Expression analysis of host transcriptome, microbial 16S rRNA, CMV UL83, and fungal 28S rRNA expression calculation

Sequence reads were demultiplexed and converted to digital count conversion (DCC) files using the NanoString DnD pipeline (Supplementary Data1). DCC files were further converted to an expression count matrix. For analysis of the host transcriptome, the 75th percentile (Q3) of the target counts of each probe pool in each AOI type was calculated and normalized to the geometric mean of the 75th percentiles across all AOIs of each type to give normalization factors (Supplementary Data2). Target counts were divided by these normalization factors to give normalized expression counts. Regarding spike-in targets, all genes were normalized to negative probes in the customized probe set. To further control interslide variation, counts were further normalized by the consecutively cut germ-free KP samples. The comparison of bacterial 16S rRNA, CMV UL83, and fungal 28S rRNA expression was tested using the two-sided Wilcoxon test. Correlation analysis of 16S rRNA signal and host transcripts was done by calculating the Spearman’s rank correlation coefficient for each host gene against the 16S rRNA count in that sample. All normalization analyses and spatial-deconvolution were done using the NanoString DSP analysis platform. Immune cell abundance was calculated using a previously described spatial-deconvolution algorithm12 and reference libraries were generated based on prior studies.13–15 Statistical analysis was done in R Studio, and pathway analysis was done with QIAGEN Ingenuity Pathway Analysis.16


For the RNAscope co-detection assay, staining was performed on FFPE slides according to the manufacturer’s protocol (RNAscope LS Multiplex Fluorescent Assay combined with Immunofluorescence—Integrated Co-Detection Workflow on Leica Bond RX, MK 51-152) using the RNAscope LS Multiplex Fluorescent Reagent Kit (ACD Bio, 322800) with the RNAscope 2.5 LS Probe-16S-C1 probe (ACD Bio, 1056988-C1 and the DAPI, Opal 570, Opal 650 (Akoya Biosciences, FP1488001KT, dilution: 1:1500). Freshly cut FFPE sections on slides were loaded into the Leica BOND RX. Slides were treated sequentially following the Leica BOND RX default Bake & Dewax Protocol and ACD HIER (ER2, 30 min, 95°C) protocol. Slides were stained with anti-pan-cytokeratin antibody (Leica Biosystems, clone: AE1/AE3, cat. 1 mL NCL-L-AE1/AE3-601, dilution: 1:100) for 15 min, followed by postfixation with 10% neutral buffered formalin for 30 min. Fixed slides were treated with RNAscope 2.5 LS Protease III for 30 min, and then ACD 16s rRNA pre-treatment reagent (ADC Bio, cat. 300040) for 30 min. Treated slides were hybridized with RNAscope 2.5 LS Probe-16S-C1 probe (ACD Bio, cat. 1056988-C1) for 2 hours. 16S rRNA and pan-cytokeratin signals were amplified according to the manufacturer’s guidance. Slides were mounted with Fluoromount-G (Southern Biotech, cat. 0100-01) and examined on a Leica THUNDER Imager. Images were analyzed with Imaris software (Bitplane, RRID:SCR_007370), ImageJ (RRID:SCR_003070), and Adobe Illustrator (RRID:SCR_010279).

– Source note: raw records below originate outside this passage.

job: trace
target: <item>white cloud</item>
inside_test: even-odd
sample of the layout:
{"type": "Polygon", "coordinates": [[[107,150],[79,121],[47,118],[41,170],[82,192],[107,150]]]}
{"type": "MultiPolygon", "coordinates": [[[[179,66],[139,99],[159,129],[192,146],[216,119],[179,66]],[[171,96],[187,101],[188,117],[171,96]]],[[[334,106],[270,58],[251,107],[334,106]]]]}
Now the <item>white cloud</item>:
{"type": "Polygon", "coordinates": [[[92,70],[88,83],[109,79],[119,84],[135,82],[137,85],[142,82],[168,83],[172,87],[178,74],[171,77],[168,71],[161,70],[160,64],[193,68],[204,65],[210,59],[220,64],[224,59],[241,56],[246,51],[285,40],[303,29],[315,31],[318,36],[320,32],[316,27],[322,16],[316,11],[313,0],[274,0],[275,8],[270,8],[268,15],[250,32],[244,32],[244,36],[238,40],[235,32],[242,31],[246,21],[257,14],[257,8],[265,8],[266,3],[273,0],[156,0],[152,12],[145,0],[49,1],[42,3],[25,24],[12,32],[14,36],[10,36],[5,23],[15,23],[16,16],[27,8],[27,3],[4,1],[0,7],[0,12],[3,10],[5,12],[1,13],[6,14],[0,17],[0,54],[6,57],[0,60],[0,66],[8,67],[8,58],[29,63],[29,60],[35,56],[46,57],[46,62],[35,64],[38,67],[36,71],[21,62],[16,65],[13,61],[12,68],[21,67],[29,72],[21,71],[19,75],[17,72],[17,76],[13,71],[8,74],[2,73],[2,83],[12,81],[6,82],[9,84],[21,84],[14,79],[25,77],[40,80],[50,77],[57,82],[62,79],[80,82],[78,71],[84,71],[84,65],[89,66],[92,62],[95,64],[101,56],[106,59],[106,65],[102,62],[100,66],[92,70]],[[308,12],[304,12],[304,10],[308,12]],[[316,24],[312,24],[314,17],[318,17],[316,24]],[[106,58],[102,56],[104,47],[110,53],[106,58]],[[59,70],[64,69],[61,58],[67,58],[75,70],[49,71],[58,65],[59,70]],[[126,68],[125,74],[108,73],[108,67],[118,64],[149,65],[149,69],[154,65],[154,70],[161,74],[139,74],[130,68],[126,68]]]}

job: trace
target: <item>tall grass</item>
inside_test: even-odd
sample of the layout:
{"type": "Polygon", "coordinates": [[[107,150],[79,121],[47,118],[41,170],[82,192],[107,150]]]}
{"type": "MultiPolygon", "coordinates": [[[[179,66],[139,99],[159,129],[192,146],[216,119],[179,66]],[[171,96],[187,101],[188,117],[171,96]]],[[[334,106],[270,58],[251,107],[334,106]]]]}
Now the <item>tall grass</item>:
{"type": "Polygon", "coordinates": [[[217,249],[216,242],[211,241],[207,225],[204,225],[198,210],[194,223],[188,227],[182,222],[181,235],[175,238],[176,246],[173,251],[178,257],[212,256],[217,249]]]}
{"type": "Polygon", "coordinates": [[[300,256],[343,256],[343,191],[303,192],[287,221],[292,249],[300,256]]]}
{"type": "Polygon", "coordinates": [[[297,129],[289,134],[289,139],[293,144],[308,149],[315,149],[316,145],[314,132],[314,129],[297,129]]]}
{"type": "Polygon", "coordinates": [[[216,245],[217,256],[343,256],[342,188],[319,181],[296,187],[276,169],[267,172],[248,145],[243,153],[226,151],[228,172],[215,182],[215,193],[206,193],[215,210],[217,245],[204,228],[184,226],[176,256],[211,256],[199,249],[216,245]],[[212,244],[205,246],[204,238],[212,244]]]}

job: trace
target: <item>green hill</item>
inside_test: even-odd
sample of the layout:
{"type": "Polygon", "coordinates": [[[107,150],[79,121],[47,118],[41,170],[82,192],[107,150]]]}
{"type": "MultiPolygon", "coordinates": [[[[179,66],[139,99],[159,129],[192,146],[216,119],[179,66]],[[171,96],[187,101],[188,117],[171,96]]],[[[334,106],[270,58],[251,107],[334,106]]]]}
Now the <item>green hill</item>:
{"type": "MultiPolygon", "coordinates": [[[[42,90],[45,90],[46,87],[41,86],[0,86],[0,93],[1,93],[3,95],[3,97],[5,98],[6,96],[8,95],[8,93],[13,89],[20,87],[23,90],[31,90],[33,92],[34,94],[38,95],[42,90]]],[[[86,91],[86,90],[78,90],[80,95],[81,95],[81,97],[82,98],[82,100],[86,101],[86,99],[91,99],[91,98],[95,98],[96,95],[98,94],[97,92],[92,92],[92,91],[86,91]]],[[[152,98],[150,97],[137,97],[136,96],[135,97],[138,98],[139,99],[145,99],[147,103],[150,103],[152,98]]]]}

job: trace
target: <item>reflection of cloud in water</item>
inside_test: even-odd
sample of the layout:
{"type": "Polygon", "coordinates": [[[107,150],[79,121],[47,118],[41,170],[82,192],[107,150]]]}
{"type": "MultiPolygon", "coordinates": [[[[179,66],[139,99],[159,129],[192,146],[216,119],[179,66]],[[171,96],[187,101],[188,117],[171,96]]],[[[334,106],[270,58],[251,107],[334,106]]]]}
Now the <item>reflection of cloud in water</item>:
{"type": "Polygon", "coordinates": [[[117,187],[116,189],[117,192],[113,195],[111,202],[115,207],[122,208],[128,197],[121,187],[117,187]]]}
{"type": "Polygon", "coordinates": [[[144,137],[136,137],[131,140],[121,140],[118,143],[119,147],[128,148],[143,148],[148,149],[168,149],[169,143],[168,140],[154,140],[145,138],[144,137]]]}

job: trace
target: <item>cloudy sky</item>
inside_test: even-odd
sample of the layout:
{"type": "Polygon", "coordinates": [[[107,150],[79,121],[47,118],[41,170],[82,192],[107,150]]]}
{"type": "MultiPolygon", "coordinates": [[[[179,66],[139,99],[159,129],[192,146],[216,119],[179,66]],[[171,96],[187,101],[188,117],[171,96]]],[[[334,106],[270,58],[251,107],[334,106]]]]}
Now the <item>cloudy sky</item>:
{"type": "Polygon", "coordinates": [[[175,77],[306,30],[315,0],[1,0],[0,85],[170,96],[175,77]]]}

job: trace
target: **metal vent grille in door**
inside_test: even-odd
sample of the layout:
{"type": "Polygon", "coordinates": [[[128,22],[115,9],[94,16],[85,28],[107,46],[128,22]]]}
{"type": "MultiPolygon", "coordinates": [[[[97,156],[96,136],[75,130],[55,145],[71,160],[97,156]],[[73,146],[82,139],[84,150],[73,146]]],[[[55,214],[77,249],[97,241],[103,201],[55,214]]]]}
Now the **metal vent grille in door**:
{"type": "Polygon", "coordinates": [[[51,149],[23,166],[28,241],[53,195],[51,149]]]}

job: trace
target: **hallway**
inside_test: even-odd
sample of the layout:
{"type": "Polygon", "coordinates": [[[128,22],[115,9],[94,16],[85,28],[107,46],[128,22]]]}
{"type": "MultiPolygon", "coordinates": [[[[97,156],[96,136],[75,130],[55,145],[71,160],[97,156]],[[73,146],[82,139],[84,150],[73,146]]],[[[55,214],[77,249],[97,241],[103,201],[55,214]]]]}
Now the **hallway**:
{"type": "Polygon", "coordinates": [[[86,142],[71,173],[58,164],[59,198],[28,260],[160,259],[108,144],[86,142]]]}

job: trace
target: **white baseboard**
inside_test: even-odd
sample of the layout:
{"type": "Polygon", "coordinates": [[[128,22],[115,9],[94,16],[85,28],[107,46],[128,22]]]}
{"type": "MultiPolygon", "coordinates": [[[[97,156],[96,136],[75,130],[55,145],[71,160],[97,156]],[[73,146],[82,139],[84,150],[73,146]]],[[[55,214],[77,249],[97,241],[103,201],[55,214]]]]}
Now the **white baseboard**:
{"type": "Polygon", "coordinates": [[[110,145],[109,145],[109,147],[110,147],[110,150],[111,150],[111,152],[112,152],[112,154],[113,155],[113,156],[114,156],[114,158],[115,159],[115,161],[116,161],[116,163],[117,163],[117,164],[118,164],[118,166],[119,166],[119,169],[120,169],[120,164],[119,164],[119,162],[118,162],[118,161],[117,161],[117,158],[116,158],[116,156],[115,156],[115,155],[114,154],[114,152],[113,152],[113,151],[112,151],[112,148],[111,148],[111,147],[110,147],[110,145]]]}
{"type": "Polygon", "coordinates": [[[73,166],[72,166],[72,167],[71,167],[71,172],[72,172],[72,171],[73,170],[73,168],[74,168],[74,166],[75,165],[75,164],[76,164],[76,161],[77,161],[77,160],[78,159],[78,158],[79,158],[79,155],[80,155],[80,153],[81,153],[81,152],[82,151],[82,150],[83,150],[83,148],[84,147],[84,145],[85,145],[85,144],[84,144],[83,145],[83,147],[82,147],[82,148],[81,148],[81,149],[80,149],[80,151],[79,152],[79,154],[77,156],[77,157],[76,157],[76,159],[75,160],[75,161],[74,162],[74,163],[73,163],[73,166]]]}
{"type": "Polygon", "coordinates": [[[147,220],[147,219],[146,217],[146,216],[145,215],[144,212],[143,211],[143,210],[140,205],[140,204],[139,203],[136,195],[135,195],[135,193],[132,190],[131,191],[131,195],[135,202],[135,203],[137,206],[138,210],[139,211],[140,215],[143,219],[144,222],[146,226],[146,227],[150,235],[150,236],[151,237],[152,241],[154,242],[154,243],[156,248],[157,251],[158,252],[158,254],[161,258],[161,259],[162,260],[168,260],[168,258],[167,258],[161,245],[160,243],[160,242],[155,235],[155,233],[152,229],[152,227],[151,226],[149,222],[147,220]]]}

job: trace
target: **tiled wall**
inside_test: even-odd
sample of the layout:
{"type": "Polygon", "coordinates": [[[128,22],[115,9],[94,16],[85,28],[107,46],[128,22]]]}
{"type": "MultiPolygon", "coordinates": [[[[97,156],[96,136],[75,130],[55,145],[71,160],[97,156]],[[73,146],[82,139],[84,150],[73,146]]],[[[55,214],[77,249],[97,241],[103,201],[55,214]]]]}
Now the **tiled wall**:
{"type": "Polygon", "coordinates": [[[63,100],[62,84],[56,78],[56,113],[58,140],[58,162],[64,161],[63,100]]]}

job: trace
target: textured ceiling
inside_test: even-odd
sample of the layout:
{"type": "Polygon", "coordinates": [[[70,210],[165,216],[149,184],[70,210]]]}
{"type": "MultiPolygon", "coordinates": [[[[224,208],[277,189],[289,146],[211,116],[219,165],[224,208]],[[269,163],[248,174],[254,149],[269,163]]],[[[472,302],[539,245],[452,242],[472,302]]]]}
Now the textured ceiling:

β-Catenin immunohistochemistry (IHC)

FFPE slides were treated sequentially following the Leica BOND RX default Bake & Dewax Protocol, HIER (ER2, 20 min, 95°C) protocol and the immunohistochemistry (IHC) Leica BOND protocol (anti-β-catenin antibody, Cell Signaling Technology, clone: 15B8, cat. 37 447S; SignalStain Antibody Diluent, Cell Signaling Technology, cat. 8112; BOND Polymer Refine Detection, Leica Biosystems, cat. DS9800). Stained slides were treated with 95% ethanol for 10 s twice and 100% ethanol for 10 s twice, followed by xylene for 10 s twice. Slides were mounted with Fisher Chemical Permount Mounting Medium (Fisher Scientific, cat. SP15-100) and scanned on HAMAMATSU NanoZoomer 2.0RS. Images were analyzed using the HALO platform (Indica Labs).

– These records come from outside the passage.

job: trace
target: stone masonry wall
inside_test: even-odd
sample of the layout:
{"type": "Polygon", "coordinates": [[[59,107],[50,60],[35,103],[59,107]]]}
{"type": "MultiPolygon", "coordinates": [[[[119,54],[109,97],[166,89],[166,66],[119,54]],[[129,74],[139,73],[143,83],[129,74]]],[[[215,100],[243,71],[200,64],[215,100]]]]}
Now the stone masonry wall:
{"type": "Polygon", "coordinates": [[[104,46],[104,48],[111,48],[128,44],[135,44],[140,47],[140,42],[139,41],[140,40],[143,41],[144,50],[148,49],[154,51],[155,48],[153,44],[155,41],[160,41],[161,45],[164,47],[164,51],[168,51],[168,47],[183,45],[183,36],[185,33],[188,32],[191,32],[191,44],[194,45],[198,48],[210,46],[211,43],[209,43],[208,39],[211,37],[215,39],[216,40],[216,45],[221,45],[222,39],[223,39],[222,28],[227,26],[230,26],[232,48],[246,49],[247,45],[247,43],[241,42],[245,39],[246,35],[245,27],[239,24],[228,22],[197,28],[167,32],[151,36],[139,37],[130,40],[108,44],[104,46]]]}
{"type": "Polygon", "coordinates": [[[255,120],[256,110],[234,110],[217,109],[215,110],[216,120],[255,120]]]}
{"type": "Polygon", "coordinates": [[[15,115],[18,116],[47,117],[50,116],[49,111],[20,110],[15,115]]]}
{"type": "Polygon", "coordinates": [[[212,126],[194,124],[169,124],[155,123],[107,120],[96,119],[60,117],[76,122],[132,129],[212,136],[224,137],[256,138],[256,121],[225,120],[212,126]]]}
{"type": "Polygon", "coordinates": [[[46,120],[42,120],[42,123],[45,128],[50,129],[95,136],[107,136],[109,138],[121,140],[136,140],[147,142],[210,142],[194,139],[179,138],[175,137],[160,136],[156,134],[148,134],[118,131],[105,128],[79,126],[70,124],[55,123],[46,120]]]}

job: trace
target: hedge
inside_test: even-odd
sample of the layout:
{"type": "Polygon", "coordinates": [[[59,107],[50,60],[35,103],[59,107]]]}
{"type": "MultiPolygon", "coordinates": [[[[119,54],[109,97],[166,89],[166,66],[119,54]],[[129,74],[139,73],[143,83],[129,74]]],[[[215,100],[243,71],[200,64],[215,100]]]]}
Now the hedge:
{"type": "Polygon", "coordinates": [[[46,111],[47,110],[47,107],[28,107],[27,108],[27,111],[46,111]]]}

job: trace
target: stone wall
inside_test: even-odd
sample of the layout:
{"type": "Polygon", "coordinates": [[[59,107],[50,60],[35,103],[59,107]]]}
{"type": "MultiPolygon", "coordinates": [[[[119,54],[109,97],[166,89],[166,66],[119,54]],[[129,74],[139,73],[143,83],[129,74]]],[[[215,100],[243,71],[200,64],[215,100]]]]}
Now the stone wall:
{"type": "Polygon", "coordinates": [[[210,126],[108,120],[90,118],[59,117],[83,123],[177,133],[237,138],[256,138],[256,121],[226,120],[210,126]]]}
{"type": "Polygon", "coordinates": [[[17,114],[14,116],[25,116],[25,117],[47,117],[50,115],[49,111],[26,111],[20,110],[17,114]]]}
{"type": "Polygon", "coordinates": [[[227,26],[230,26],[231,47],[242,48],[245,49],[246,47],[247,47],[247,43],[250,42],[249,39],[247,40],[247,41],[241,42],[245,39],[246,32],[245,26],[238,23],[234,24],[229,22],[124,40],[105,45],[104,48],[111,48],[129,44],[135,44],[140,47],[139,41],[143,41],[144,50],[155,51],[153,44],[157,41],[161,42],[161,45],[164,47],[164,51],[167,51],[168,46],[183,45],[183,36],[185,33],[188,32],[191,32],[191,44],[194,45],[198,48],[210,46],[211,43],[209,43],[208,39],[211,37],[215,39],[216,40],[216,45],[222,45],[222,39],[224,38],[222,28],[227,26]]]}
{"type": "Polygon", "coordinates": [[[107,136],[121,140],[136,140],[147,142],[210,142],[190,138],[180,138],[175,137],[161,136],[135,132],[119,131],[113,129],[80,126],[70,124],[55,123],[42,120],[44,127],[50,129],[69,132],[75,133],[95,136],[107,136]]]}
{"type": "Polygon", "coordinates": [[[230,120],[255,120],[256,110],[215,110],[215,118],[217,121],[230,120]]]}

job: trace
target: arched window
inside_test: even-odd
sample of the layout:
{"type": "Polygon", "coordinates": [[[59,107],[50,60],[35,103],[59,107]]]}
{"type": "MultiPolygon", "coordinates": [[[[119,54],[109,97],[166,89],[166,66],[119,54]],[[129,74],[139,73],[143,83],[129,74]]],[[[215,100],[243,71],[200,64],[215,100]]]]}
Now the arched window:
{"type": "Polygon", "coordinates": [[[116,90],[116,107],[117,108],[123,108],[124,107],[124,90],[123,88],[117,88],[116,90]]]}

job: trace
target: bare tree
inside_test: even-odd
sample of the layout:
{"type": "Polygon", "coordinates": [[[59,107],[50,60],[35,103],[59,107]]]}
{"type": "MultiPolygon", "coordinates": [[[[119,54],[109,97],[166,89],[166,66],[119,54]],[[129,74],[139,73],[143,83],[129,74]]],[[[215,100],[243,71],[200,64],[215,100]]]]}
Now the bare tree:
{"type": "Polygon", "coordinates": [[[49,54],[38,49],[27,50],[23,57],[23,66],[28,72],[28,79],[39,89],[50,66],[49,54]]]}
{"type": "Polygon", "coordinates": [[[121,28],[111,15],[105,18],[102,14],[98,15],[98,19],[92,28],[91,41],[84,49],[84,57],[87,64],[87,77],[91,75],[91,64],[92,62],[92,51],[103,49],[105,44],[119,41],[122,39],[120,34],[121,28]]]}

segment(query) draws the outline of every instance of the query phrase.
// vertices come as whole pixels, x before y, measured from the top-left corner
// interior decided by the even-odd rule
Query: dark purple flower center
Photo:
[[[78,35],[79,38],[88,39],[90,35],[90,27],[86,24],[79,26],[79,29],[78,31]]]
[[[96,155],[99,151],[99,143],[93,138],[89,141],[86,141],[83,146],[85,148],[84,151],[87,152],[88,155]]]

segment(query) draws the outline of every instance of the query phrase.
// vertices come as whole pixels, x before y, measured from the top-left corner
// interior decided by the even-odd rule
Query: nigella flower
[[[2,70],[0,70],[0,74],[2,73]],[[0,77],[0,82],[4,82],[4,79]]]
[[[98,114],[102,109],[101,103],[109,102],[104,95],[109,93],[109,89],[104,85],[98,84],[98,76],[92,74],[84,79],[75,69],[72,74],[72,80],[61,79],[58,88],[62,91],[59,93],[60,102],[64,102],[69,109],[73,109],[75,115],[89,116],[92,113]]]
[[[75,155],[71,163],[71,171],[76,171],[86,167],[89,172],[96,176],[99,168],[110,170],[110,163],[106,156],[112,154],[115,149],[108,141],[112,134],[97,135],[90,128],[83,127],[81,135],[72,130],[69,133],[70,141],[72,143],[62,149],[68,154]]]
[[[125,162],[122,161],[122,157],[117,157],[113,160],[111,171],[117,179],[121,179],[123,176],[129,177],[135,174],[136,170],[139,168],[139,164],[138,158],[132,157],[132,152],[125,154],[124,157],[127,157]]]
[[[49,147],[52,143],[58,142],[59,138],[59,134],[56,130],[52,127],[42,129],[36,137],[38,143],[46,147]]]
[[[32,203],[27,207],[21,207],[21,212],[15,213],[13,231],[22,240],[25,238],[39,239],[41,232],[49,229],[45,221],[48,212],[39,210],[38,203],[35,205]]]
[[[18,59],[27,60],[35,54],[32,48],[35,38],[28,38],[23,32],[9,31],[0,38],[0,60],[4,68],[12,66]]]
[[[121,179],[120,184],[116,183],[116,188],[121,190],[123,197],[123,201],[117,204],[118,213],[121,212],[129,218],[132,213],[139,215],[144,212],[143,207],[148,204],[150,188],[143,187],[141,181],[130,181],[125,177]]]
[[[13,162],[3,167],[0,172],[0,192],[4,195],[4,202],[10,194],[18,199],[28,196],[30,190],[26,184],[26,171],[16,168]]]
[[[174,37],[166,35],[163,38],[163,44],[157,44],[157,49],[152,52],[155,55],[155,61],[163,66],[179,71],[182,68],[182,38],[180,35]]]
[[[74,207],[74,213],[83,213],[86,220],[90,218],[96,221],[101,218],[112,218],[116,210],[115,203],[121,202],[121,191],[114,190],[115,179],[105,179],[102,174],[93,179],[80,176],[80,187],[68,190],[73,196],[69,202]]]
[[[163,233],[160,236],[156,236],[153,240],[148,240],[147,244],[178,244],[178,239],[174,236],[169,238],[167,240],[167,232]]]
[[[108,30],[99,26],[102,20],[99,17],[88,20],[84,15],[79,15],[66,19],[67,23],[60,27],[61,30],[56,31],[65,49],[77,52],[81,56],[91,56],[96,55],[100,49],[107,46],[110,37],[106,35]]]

Spatial meta-transcriptomic analysis method

In contrast to the many studies using gut (fecal) microbiome samples to examine how these intestinal bacterial species affect the growth and treatment response of various cancers, we designed our study to investigate the local microbial population within the TME itself. To simultaneously obtain local microbe and host transcriptomic data along with spatial information, we developed a novel spatial meta-transcriptomic analysis method based on the recently introduced NanoString Digital Spatial Profiler11 (figure 1A) that was applicable to FFPE archived tissues. As this method is a probe-based mRNA detection system, it does not require poly-A capture, allowing us to detect the abundance of bacteria (16S rRNA), fungi (28S rRNA), and CMV (UL83) transcripts in addition to RNA products from 1,800 human genes involved in immune and cancer pathways (online supplemental figure S1). Both host and microbe transcriptomic information was collected within microscopically defined regions of interest based on immunofluorescent imaging of specific cell types stained for cell surface markers: tumor cells (panCK+), T cells (CD3+CD45+), macrophages (CD68+CD45+), other immune cells (CD3CD68CD45+), and tumor stroma (autofluorescence+, panCKCD45) (figure 1B). Information from a minimum of 30 cells per cell type was collected within each ROI from each patient tumor or control tissue sample. The purity of transcriptomic information from each cell type was further confirmed by the gene expression profile (online supplemental figure S2).

Supplemental material

Supplemental material

Figure 1

Spatial meta-transcriptomic analysis of lung cancers. (A) Study scheme: formalin-fixed, paraffin-embedded (FFPE) samples from 12 patients with lung cancers were sectioned onto 8 slides along with a consecutively sectioned germ-free mouse lung tumor sample on each slide as interslide negative control. Regions of interest (ROIs) (adjacent normal tissue n=56, tumor regions n=384, tertiary lymphoid structures (TLS) n=20, airway n=4) were selected based on morphology. Further area of interest (AOI) selection was done within these defined ROIs to investigate different cell types in the tumor microenvironment (TME), based on cell surface markers. RNAs from AOIs within each ROI were collected, separated, and sequenced as previously described. (B) Representative ROI and AOIs (tumor cells, macrophages, T cells, other immune cells, and stroma) collected from the ROI. Colored segments (AOIs) show areas collected for sequencing. (C) Cytomegalovirus (CMV), fungal, and microbial signals in germ-free KP mice tumors (GF) and patients with lung cancers (Patient) (***p<0.001, ns, not significant, t-test, error bars, SD).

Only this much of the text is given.